Beginning October 8, 2008, the seller who is not to be paid a rate of interest on his §1031 monies will report and be taxed as receiving interest at a minimum imputed rate of interest on §1031 monies held by a facilitator (also called a §1031 trustee or qualified intermediary) in a deferred §1031 transaction.
In turn, the facilitator who holds §1031 monies without an agreement to pay the seller some rate of interest will in turn report as compensation for services rendered by the facilitator the amount of imputed interest the seller must report.
The monies subject to imputed interest when no interest is agreed to be paid to the seller include:
- cash proceeds from the property in sold in a deferred §1031 transaction;
- cash or cash equivalents securing an obligation to deliver replacement property;
- below-market loans from the seller to §1031 transaction facilitators; or
- properties sold in a delayed §1031 transaction.
Interest on §1031 monies held by a facilitator are not imputed if:
- interest on the monies is earned by and credited to the seller, and the seller is responsible for reporting the interest [See first tuesday Forms 172-4 and 173-4]; or
- the §1031 monies held for the seller by the facilitator:
- do not exceed $2,000,000; and
- the duration of the holding period is six months or less.
Monies held by a facilitator in a delayed §1031 transaction are treated as a loan from the seller to the facilitator unless interest is to be earned by the seller. The seller is now always responsible for reporting interest earnings on the §1031 monies.
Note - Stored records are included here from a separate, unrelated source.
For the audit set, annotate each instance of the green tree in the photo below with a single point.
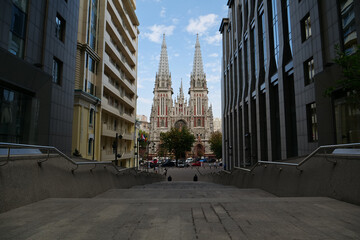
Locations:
(216, 143)
(177, 141)
(143, 143)
(350, 83)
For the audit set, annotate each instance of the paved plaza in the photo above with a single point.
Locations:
(183, 210)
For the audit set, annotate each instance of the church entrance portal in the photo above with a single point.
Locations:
(180, 124)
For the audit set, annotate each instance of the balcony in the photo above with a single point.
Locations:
(115, 51)
(108, 131)
(127, 155)
(106, 106)
(118, 5)
(113, 35)
(118, 92)
(119, 74)
(117, 21)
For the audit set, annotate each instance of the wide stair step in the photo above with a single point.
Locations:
(183, 210)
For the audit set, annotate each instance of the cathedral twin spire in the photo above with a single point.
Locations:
(164, 63)
(197, 72)
(198, 69)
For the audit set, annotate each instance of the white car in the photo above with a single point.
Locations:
(189, 160)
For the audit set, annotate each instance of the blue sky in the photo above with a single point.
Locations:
(180, 20)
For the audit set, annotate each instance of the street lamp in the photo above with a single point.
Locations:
(115, 144)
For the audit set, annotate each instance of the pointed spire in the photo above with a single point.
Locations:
(181, 90)
(164, 64)
(198, 69)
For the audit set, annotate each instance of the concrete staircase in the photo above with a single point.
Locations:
(183, 210)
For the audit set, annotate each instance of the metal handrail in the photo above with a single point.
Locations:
(297, 165)
(48, 148)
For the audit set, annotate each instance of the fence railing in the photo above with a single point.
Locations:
(16, 152)
(297, 165)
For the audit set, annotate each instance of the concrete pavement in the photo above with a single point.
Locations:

If he is not to be paid interest, the seller must impute and report interest at the 3-month T-Bill rate. [Click here for a chart of AFRs]
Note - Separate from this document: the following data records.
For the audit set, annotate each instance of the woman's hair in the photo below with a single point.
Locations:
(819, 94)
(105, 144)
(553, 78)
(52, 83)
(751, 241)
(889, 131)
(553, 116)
In turn, any actual interest earnings reported by the seller but received or retained by the facilitator, or imputed interest, are reportable by the facilitator as compensation received by the facilitator for services rendered, not interest income or profits.
Imputed interest accrues and is reported by the seller (and reported as a fee for services by the facilitator) in the year it accrues, if the delay in closing continues into the next calendar year.